This study considers a model for oncolytic virotherapy, as given by the reaction–diffusion–taxis system
\[\begin{eqnarray*} \left\{ \begin{array}{l} u_t = \Delta u - \nabla (u\nabla v)-\rho uz, \\ v_t = - (u+w)v, \\ w_t = D_w \Delta w - w + uz, \\ z_t = D_z \Delta z - z - uz + \beta w, \end{array} \right. \end{eqnarray*}\]
in a smoothly bounded domain Ω ⊂ ℝ2, with parameters Dw > 0, Dz > 0, β > 0 and ρ ⩾ 0.

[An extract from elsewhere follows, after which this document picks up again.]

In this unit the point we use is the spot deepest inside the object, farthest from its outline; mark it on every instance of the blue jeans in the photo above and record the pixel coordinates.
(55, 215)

Previous analysis has asserted that for all reasonably regular initial data, an associated no-flux type initial-boundary value problem admits a global classical solution, and that this solution is bounded if β < 1, whereas whenever β > 1 and $({1}/{|\Omega |})\int _\Omega u(\cdot ,0) > 1/(\beta -1)$, infinite-time blow-up occurs at least in the particular case when ρ = 0.
In order to provide an appropriate complement to this, the current study reveals that for any ρ ⩾ 0 and arbitrary β > 0, at each prescribed level γ ∈ (0, 1/(β − 1)+) one can identify an L∞-neighbourhood of the homogeneous distribution (u, v, w, z) ≡ (γ, 0, 0, 0) within which all initial data lead to globally bounded solutions that stabilize towards the constant equilibrium (u∞, 0, 0, 0) with some u∞ > 0.